In Xinjiang, Communist Party officials are leveling Uyghur cemeteries and destroying bodies buried there, leaving scraps of bone among the rubble unceremoniously. Mu did not specify that America should do the same with its Muslim cemeteries, only that it use Chinese policies as a “reference.”

“Will 9/11-style terrorist attacks take place again on the continental United States?” Mu asked. “Counter-terrorism is still one of the toughest challenges the US faces.”

“China has taken action to explore measures to deal with the threat of terrorism it has been facing. China has found its key, which has proven to be effective,” Mu claimed, referring to the gross human rights abuses in Xinjiang, or East Turkestan. “The past three years have not seen any terrorist attacks in Xinjiang. On the contrary, Afghanistan and India, which are China’s close neighbors, have experienced 1,776 and 888 terrorist attacks in 2018, respectively, which caused more than 10,000 deaths.”

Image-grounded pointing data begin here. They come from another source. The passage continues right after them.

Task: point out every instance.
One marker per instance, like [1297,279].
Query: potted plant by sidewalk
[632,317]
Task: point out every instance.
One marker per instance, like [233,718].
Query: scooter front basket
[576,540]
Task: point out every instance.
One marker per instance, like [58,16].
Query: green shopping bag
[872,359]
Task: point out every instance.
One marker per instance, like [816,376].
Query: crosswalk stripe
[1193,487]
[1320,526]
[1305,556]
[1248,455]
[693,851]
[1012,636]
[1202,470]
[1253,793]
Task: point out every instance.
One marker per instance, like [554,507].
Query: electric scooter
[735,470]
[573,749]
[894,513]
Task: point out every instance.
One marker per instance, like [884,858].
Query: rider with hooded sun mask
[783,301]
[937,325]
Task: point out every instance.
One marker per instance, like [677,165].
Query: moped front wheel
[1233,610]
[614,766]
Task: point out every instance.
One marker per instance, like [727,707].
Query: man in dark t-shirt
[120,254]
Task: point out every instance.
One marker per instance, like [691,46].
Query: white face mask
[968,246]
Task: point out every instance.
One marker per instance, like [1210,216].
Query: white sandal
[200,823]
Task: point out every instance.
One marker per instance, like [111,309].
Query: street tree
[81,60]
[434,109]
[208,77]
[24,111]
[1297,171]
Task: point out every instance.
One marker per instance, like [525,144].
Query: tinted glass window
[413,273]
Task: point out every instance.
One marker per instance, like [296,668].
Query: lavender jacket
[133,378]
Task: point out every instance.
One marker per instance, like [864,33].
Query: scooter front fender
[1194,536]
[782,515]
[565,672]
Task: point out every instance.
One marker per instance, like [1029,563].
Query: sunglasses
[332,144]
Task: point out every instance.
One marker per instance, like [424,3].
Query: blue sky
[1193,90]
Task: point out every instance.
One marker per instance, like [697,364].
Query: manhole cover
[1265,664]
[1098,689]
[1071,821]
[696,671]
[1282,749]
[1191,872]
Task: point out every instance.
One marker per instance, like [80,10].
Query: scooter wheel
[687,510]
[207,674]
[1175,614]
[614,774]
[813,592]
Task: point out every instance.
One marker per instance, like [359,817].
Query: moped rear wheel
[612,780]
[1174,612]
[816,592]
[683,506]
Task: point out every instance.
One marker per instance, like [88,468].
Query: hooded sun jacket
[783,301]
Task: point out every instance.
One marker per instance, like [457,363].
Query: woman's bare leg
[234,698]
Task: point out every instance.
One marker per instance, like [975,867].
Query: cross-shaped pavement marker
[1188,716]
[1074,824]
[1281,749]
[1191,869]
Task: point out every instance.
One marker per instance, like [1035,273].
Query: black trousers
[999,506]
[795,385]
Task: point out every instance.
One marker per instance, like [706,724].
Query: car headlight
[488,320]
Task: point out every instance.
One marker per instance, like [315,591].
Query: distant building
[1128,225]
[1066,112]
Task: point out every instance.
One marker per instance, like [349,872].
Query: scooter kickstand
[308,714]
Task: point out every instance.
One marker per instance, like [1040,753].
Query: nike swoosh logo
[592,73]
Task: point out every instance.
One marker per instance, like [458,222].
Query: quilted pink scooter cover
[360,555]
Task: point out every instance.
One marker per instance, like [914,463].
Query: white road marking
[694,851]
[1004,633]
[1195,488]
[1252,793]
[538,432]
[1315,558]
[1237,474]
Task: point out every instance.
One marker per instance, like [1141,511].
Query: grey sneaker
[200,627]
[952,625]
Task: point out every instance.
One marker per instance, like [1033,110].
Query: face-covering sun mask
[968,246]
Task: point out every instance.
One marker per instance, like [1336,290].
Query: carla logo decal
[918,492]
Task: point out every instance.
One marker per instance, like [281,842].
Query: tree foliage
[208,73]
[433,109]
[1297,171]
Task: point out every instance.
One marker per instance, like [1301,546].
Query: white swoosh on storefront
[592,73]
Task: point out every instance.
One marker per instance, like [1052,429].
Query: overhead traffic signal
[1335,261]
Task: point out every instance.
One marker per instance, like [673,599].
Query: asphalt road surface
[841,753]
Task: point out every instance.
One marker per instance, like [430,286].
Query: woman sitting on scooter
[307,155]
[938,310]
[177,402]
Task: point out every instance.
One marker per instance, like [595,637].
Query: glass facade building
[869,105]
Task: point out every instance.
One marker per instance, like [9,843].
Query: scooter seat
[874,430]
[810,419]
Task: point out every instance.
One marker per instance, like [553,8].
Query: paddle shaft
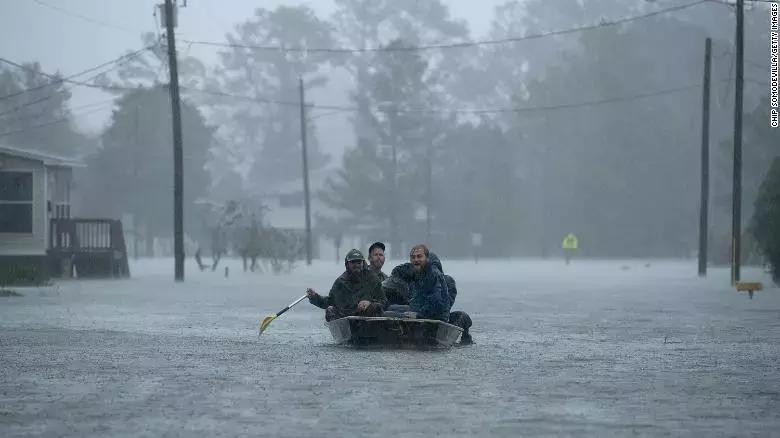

“We won’t force other countries to follow the footsteps of China, although what we are doing has something in common with what Americans hope for. If Washington really cares about its people’s safety, it should find a more feasible way of counter-terrorism. China’s measures can be a good reference,” the article continued.

Mu also accused American politicians like Secretary of State Mike Pompeo of leaving “the door open for terrorist attacks” by condemning the atrocities committed against Uyghurs.
The Global Times column appears to be the first time that the Chinese regime directly suggests America should consider the “vocational centers” as an answer to terrorism, but not the first time the regime has attempted to court the rest of the world with the idea. State media has suggested that Pakistan, often cited as home to the largest concentration of jihadist groups in the world, also put Muslims in concentration camps. As an Islamic state, adopting such a measure would be unlikely, though Prime Minister Imran Khan has embraced other Chinese human rights abuses such as the purge of hundreds of communist officials considered disloyal to Xi Jinping under dubious “corruption” charges.

China has repeatedly condemned American officials and human rights activists for challenging the atrocities in Xinjiang.

“Since the beginning of this year, some Western media and politicians have been viciously attacking actions adopted by Xinjiang to help those affected by extremism to return to their families and society through educational transformation,” a state media article alleged a year ago. “Radical Western politicians and media have set off a wave of anti-China rhetoric and Xinjiang has become their new target.”

Since the publication of that article, reports have estimated that China has built as many as 1,200 concentration camps in Xinjiang. Survivors say they experienced rape, enslavement, brutal torture, and crimes of genocide like forced sterilization, intended to end the reproduction of undesirable ethnic groups. Some who have escaped say that doctors at the camps have scanned their full bodies to assess the health of their organs; China has for years carved the organs of political prisoners out while alive, without anesthesia, to sell on the black market.

The Chinese Foreign Ministry has repeatedly defended the camps as a way to keep Uyghurs from what communist Han Chinese believe are natural tendencies towards jihad.

“By lawfully establishing those centers, the local government in Xinjiang aims to save the people who are deceived by or even have joined terrorist forces and committed minor offenses to help them get rid of extremist ideologies,” Foreign Ministry spokewoman Hua Chunying said in September. “These measures are no different in nature from the de-radicalization and preventive counter-terrorism measures taken by many other countries.”